Joe Strummer was also involved in BAD, but as a writer and producer,
rather than a band member. I think he adds a lot in both capacities, but in
terms of the band it was just Mick and the (other) guys. Sorry, other guys.
I was actually surprised just how successful BAD was for years without
me knowing. I was prepared to mock them for putting out a greatest hits album
after only releasing a couple of studio records. I was therefore shocked to
discover the boys had released seven records by the time this package came out.
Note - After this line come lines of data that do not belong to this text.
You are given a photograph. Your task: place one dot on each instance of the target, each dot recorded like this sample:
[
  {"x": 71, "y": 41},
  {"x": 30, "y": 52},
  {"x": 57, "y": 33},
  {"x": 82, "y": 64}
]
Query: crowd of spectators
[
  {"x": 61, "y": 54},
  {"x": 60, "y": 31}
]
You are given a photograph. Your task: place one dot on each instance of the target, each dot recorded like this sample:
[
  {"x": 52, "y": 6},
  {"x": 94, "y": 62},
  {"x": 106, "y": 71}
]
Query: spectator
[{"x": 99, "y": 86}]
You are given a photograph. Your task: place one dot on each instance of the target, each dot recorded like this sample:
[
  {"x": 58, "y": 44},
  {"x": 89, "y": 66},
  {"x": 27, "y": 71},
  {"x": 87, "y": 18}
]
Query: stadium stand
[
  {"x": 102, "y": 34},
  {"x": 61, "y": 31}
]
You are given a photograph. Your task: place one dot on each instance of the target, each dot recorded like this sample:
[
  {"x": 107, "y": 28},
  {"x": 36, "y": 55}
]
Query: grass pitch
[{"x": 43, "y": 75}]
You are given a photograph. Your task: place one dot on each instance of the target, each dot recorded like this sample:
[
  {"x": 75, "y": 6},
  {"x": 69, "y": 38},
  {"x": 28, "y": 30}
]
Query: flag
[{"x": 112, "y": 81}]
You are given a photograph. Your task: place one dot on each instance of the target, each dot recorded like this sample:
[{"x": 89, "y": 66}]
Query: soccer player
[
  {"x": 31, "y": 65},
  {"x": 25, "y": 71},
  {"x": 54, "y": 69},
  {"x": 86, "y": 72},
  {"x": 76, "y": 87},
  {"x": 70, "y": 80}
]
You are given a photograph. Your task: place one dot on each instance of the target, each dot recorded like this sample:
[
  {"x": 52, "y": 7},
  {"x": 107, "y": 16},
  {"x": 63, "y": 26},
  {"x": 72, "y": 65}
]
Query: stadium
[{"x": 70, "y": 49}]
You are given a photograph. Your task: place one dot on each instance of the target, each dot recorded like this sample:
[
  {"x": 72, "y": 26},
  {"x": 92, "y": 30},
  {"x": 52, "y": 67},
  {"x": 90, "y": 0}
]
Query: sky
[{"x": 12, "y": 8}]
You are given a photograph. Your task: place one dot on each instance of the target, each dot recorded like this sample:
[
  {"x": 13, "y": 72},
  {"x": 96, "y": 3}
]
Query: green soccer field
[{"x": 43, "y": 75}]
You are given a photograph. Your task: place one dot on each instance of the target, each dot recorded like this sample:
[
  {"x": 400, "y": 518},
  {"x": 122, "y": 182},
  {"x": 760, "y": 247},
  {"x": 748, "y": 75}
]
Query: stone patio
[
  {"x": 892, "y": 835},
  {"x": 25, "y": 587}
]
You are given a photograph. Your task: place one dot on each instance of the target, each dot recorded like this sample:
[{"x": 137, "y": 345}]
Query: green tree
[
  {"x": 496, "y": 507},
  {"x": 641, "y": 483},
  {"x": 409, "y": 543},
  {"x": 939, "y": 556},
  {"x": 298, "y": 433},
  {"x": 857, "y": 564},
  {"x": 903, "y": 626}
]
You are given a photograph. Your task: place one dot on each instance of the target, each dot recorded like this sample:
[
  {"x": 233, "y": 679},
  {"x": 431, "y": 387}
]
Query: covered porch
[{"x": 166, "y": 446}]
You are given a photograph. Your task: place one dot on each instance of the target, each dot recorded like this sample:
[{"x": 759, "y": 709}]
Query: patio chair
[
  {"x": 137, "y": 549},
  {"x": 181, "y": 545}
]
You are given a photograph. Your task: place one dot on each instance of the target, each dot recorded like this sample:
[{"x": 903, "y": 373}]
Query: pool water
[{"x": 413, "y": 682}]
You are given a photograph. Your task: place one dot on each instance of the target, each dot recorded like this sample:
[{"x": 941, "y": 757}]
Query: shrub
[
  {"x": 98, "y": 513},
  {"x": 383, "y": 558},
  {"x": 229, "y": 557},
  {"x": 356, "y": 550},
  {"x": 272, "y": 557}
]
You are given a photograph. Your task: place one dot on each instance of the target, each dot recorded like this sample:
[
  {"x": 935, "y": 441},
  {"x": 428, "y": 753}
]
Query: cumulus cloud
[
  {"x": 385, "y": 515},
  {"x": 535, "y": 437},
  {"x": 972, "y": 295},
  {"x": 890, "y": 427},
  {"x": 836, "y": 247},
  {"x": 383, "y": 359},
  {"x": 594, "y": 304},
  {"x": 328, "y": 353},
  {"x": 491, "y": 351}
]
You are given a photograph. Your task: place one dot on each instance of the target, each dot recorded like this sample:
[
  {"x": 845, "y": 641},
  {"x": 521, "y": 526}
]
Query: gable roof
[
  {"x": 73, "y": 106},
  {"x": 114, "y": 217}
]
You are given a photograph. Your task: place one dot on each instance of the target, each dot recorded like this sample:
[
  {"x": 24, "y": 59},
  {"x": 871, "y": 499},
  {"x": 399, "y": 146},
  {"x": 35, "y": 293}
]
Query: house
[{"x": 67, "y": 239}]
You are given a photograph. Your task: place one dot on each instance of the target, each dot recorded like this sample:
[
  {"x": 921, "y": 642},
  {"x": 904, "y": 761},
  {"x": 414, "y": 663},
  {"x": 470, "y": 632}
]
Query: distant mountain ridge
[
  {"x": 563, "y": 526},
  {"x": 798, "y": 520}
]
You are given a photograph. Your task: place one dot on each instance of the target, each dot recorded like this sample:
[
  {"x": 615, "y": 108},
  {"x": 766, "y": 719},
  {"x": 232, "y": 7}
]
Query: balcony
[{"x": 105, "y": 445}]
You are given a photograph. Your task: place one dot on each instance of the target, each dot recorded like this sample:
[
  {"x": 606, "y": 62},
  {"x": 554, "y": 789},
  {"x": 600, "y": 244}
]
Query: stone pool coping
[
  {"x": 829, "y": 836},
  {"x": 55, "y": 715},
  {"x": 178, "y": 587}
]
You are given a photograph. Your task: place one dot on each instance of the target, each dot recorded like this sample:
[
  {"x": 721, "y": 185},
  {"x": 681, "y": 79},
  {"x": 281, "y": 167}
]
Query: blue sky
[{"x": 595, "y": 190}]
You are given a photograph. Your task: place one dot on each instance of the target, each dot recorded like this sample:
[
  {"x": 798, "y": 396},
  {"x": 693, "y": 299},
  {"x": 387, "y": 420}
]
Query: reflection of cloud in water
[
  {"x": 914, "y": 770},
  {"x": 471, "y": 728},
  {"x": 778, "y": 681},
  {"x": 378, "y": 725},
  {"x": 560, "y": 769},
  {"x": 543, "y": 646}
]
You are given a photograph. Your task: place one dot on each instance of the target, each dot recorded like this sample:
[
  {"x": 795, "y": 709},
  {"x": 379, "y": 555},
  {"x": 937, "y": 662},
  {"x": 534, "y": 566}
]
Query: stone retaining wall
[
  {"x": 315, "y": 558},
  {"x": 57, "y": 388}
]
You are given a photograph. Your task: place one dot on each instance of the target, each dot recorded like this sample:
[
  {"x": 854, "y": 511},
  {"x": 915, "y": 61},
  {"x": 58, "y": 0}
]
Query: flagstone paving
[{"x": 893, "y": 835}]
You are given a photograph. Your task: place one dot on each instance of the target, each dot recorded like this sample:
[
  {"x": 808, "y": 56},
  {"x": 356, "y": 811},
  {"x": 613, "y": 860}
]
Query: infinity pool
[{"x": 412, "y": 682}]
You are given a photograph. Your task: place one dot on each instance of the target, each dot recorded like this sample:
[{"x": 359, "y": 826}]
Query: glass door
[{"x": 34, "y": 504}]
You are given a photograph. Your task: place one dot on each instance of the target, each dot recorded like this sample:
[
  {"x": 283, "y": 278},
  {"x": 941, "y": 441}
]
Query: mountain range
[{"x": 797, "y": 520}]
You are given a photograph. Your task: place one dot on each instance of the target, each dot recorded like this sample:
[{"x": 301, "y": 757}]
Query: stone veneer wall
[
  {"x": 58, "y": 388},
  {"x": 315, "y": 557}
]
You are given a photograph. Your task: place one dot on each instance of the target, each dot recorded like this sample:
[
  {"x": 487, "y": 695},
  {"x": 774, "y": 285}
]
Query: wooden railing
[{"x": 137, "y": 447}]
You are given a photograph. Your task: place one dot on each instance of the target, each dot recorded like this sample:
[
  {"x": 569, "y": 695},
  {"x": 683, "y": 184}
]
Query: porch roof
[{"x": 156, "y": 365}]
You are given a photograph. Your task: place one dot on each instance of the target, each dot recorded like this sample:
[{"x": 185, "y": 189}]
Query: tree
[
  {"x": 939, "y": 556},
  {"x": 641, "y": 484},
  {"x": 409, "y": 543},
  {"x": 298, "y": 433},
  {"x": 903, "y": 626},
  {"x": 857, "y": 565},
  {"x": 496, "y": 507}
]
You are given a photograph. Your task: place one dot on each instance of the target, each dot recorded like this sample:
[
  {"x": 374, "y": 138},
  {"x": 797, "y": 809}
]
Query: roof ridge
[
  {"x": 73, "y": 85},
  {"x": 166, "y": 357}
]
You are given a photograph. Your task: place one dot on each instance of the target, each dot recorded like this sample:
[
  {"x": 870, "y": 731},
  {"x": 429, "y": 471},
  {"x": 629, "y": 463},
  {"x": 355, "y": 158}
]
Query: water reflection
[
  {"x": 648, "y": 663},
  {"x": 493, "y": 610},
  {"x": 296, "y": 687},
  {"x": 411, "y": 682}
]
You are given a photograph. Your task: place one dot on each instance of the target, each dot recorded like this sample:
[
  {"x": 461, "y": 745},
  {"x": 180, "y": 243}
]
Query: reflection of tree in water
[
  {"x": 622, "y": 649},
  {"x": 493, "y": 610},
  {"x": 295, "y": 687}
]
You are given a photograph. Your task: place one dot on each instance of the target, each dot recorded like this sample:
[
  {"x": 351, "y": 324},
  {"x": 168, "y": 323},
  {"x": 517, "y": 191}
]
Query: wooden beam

I guess I just don’t know my British club-pop, but I suppose you would know
that by just scrolling down the right hand side of this blog.
If you think of the Clash at their catchiest, and then add a club beat,
you’ve got a good approximation of BAD. Mick Jones takes on singing duties in
addition to his guitar talents, and does very well, although these songs don’t
require vocal gymnastics.
The music is catchy and inoffensive except for one major problem – the excessive
use of movie dialogue samples. The album is packed with these, including “E=MC2” and “Medicine Show.” Both would have been very cool groove tracks if it
weren’t for the inexplicable decision to throw movie dialogue into them.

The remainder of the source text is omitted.